地震対策・景観保護の観点から、首都高を地下化する案も検討されている。費用が桁違いにかかることもあり、今後の議論の行方に注目だ
画像提供/時事通信社
首都圏の大動脈・首都高速道路が老朽化のため大規模な改修を検討している。調査委員会メンバーで東京大学教授の藤野陽三先生に詳しい話を聞いてみた。

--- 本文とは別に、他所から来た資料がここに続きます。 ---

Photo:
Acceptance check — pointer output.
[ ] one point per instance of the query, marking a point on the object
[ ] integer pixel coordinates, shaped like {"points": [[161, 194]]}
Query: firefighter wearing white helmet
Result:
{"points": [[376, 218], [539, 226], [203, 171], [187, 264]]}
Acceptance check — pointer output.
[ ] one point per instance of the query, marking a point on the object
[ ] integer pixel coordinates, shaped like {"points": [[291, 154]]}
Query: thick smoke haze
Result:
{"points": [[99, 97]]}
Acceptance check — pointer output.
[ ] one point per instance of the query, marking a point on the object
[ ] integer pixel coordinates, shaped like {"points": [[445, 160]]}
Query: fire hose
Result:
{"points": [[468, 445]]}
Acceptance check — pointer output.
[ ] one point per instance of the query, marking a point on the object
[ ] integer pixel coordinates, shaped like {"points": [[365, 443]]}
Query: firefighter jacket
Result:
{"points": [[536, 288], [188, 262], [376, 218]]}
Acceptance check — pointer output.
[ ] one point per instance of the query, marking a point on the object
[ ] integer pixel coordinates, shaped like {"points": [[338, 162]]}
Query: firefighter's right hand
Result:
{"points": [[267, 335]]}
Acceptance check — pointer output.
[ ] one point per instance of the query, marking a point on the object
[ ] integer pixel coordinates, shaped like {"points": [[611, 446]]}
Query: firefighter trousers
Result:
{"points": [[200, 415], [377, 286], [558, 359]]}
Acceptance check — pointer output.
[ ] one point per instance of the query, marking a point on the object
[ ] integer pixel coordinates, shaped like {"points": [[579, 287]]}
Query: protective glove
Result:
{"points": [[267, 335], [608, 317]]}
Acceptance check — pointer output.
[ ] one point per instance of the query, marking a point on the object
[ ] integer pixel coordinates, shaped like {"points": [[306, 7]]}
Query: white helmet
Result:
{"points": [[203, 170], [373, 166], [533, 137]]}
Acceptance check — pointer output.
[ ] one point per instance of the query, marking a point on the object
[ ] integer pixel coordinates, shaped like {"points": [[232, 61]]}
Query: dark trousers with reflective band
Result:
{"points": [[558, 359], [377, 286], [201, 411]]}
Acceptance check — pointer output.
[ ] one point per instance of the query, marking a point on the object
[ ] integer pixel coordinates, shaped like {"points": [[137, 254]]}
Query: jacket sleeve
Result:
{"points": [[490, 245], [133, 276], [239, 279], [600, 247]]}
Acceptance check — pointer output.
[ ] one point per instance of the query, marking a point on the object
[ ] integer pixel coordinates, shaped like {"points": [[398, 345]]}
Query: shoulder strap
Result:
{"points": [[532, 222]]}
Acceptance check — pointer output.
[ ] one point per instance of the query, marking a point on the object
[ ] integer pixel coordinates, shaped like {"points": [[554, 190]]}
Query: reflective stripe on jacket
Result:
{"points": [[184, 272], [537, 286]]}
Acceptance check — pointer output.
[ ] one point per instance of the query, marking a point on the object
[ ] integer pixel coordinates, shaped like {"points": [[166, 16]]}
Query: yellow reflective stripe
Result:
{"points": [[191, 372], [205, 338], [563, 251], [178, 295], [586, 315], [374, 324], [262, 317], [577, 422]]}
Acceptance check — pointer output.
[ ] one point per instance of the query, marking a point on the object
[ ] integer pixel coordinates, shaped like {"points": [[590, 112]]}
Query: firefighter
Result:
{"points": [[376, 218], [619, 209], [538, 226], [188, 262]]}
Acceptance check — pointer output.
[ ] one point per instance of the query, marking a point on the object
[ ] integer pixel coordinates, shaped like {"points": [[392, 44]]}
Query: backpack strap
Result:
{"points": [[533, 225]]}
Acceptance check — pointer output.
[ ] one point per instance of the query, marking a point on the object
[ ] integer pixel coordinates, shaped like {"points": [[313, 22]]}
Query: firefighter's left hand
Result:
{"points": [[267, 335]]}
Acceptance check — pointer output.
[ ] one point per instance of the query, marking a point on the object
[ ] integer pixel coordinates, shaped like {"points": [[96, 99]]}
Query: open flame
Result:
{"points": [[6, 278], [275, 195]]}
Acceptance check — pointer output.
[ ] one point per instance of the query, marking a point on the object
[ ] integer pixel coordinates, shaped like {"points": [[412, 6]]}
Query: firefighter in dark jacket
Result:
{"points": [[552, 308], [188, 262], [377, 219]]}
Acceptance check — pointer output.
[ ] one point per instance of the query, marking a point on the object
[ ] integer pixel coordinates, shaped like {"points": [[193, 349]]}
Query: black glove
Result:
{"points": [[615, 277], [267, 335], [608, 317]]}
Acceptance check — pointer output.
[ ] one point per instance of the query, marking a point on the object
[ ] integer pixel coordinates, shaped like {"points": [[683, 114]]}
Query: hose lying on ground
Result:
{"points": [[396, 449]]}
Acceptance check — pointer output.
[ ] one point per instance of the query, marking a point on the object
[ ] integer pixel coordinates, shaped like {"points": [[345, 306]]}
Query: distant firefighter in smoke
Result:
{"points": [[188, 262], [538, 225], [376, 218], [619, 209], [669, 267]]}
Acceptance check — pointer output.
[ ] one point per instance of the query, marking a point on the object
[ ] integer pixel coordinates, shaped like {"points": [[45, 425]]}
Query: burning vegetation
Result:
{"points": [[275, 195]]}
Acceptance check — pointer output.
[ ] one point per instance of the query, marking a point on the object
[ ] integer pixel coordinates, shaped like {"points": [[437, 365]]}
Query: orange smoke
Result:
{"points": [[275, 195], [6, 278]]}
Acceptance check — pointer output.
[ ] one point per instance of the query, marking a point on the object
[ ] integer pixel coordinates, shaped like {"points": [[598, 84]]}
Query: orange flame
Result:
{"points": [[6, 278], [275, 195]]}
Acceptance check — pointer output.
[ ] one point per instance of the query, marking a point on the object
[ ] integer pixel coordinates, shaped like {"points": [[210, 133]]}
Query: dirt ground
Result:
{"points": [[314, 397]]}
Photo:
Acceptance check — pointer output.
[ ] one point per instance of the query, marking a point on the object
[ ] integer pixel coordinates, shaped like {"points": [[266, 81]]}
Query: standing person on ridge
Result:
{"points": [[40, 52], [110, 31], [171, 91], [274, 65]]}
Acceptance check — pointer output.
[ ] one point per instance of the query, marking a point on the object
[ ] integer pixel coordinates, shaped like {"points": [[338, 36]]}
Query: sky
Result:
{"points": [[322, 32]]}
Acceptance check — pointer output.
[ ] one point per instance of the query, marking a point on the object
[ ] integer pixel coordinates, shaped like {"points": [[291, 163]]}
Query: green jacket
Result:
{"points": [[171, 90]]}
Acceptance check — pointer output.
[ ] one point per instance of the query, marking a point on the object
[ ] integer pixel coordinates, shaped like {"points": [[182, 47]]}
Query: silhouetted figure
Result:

「首都高全長の約5割が建造から30年以上、3割が40年以上経過しています。高度経済成長期に車の数が爆発的に増えたことで想定より老朽化が進み、放っておくと高架の一部が落下するなどの危険性もあります」

最も古い都心環状線などは、東京オリンピックに向けて、昭和30年頃に造られたもの。その後、東名高速道路との連結で重量の大きなトラックが多数通過するようになり、建設当時の想定を超える過酷な使用状況下にあるんだとか。傷みの激しいルートの改修は、その費用も大変な規模になりそうだ。

「2車線の高架橋を更地に新設する場合、1kmあたり100億~150億円かかるとされています。造り替えには現存の高架の取り壊しや一時的な交通路の確保などの諸費用を含め、その倍の金額がかかるでしょう。渋谷ー用賀間の約8kmだけでも2000~3000億円かかるといわれており、首都高全体にかかる改修費用は莫大なものになることが考えられます」

改修にかかる期間も大きな問題だ。具体的な試算はまだ行われていないものの、首都高を完全に封鎖した場合は半年。断続的な封鎖を実施しながら進めた場合は10年ほどかかる可能性があるという。

また、どちらの方法でも改修工事が渋滞を引き起こすことはほぼ確実。湾岸線や山手トンネルなど近年いくつかの新ルートが開通してはいるものの、都内道路の渋滞や物流への影響は大きくなりそうだ。

いずれにせよ改修計画はまだ検討が始まった段階。余波をうける様々な問題も議論し、年内には方針を決める予定だという。渋滞は嫌だけど、老朽化対策は避けて通れない課題。今後の安全が約束されるならしばらくの我慢は仕方ないかも?